Transplantation statt Sehhilfe

Der Arzt erklärt im Beratungsgespräch anschaulich, wie genau eine Hornhauttransplantation abläuft. (Foto: Fotolia / auremar)
Der Arzt erklärt im Beratungsgespräch anschaulich, wie genau eine Hornhauttransplantation abläuft. (Foto: Fotolia / auremar)

Die Hornhautchirurgie kann die Sehkraft merklich verbessern.

(dbp/fru) Die Hornhaut des Auges besteht aus fünf Schichten und ist zudem von einem Tränenfilm überzogen. Jede Schicht erfüllt andere Aufgaben. Unsere Hornhaut ist durchsichtig und erlaubt dadurch einen ungehinderten Eingang von Lichtstrahlen, damit man überhaupt etwas sehen kann. Zudem ist sie gewölbt, um die Lichtstrahlen brechen zu können, damit die Bilder scharf auf der Netzhaut dargestellt werden, erklärt die Hornhautbank München auf ihren Internetseiten.

Es gibt diverse Erkrankungen der Hornhaut, welche ihre Funktion beeinträchtigen und so zu Sehschwächen führen können. Die häufigsten Ursachen hierfür seien laut Hornhautbank München Wölbungsanomalien und Verformungen der Hornhaut, wie beispielsweise der sogenannte Keratokonus. Aber auch Trübungen der Hornhaut, z. B. durch übermäßiges Eindringen von Wasser, Narbenbildung nach Verletzungen oder Infektionen sowie bestimmte erbliche Erkrankungen und Stoffwechselstörungen können zu einer dauerhaften Störung der Sehkraft führen.
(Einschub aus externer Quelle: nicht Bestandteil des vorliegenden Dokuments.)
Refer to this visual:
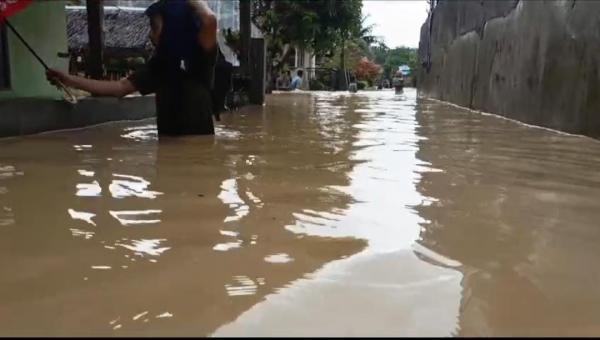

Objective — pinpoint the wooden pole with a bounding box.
[240,0,252,76]
[86,0,104,79]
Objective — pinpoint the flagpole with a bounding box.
[4,18,49,70]
[4,18,77,103]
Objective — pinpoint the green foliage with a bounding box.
[252,0,362,60]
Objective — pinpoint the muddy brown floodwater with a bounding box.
[0,89,600,336]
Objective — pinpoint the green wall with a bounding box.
[0,0,68,100]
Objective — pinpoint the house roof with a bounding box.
[66,6,151,51]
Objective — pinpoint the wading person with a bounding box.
[46,0,217,135]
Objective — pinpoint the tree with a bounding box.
[252,0,362,89]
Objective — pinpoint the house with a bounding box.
[0,0,155,137]
[66,6,152,79]
[0,0,68,100]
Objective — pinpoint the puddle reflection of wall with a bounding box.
[417,101,600,336]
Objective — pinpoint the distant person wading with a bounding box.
[46,0,218,135]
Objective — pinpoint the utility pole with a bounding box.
[239,0,252,77]
[86,0,104,79]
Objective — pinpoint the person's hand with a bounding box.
[46,68,70,86]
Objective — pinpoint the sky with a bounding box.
[363,0,427,48]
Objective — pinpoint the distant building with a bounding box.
[398,65,412,77]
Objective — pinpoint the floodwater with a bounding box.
[0,89,600,336]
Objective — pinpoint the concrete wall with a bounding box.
[0,96,156,137]
[0,0,68,99]
[418,0,600,137]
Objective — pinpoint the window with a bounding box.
[0,24,10,90]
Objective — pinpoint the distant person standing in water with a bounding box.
[290,70,304,90]
[46,0,217,135]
Hornhauttransplantationen sind heute Routine

Wenn solche Hornhautdefekte vorliegen, hilft meistens nur eine Operation, um wieder gut sehen zu können. Laut der Augenklinik und Poliklinik der Universitätsmedizin Mainz stellt die Hornhauttransplantation (Keratoplastik) die älteste und häufigste Form der Transplantation dar. Heutzutage ist dies ein Routineeingriff. Hierzulande werden jährlich etwa 6 000 Hornhauttransplantationen vorgenommen. Der Bedarf sei jedoch doppelt so hoch. Das Problem: Es gibt zu wenig Spender.
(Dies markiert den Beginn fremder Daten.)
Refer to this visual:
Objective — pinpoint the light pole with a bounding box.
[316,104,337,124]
„Jedermann, der gesunde Augen hat und frei von übertragbaren Krankheiten ist, kann unabhängig von seinem Alter nach seinem Tode Hornhautspender sein. Die Hornhautspende ist wie jede Spende von Gewebe und Organen immer völlig freiwillig und nie gegen den zu Lebzeiten erklärten Willen eines Menschen möglich“, sagt die Hornhautbank München. Es empfiehlt sich also, einen Organspendeausweis auszufüllen und bei sich zu tragen. Das entlastet übrigens auch Angehörige.
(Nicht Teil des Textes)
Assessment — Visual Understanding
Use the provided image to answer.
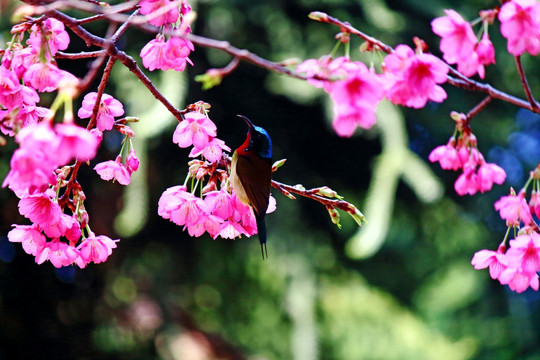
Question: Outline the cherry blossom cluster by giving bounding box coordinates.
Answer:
[0,14,138,268]
[296,45,448,137]
[296,0,540,137]
[429,113,506,196]
[139,0,194,71]
[471,165,540,293]
[158,102,276,239]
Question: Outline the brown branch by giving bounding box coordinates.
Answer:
[47,10,182,121]
[310,12,540,114]
[514,56,538,109]
[272,180,356,214]
[465,95,491,122]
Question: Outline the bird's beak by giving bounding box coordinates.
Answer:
[236,115,254,130]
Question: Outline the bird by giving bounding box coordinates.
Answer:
[230,115,272,260]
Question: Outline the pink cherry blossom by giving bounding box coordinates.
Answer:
[471,249,508,279]
[39,214,81,242]
[454,166,479,196]
[476,32,495,68]
[23,62,66,92]
[0,66,22,109]
[173,112,217,149]
[140,34,169,71]
[126,149,139,172]
[167,36,195,71]
[296,55,333,88]
[2,148,57,196]
[216,220,247,239]
[28,18,69,56]
[189,138,231,162]
[140,34,194,71]
[477,162,506,193]
[184,214,223,238]
[78,92,124,131]
[170,193,210,225]
[158,185,187,221]
[428,140,461,170]
[431,10,476,67]
[54,124,100,164]
[0,105,50,136]
[19,191,62,226]
[506,233,540,275]
[328,57,384,137]
[94,156,131,185]
[77,232,119,264]
[139,0,180,26]
[36,239,79,268]
[8,225,47,256]
[385,45,448,109]
[529,190,540,218]
[204,189,235,219]
[495,193,532,226]
[499,0,540,56]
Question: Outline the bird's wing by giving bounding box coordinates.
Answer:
[236,155,272,218]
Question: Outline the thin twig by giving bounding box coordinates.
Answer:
[47,10,186,121]
[272,180,354,213]
[465,95,492,122]
[86,57,116,130]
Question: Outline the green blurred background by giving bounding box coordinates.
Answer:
[0,0,540,360]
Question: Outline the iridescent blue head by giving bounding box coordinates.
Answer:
[236,115,272,160]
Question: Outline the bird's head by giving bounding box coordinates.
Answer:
[236,115,272,159]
Erfolgsrate liegt im Normalfall bei über 90 Prozent

Bei Hornhauttransplantationen unterscheidet man vor allem zwischen dem Ersatz der Hornhaut in voller Dicke (perforierende Keratoplastik) und dem Ersatz von Teilschichten (Lamellen) der Hornhaut (lamelläre Keratoplastik), auf welche sich die krankhaften Veränderungen ggf. beschränken. Die Augenklinik und Poliklinik der Universitätsmedizin Mainz beziffert die Erfolgsrate bei Hornhauttransplantationen im Normalfall (wenn keine Entzündungen oder Gefäßeinsprossungen etc. vorliegen) auf über 90 %.

Beim Ersatz der Hornhaut in voller Dicke wird der krankhafte Bereich einfach mit einem Rundmesser ausgestanzt und an dessen Stelle die gesunde Hornhaut eingenäht. Die Operation dauert für gewöhnlich knapp eine Stunde und wird in Vollnarkose durchgeführt. Wenn nur einzelne Hornhautschichten ausgetauscht werden sollen, kommt es darauf an, ob eine oder mehrere der vorderen oder hinteren Schichten betroffen sind. Bei der hinteren lamellären Keratoplastik wird durch drei kleine Stellen am Auge die innerste Hornhautschicht entfernt. Im Anschluss erfolgt die Transplantation der Spenderscheibe, welche nur durch Luft an die Hornhaut des Empfängers angedrückt wird. Hier sind also im Gegensatz zur perforierenden und zur vorderen lamellären Keratoplastik, bei der die äußeren Hornhautschichten ersetzt werden, keine Nähte erforderlich.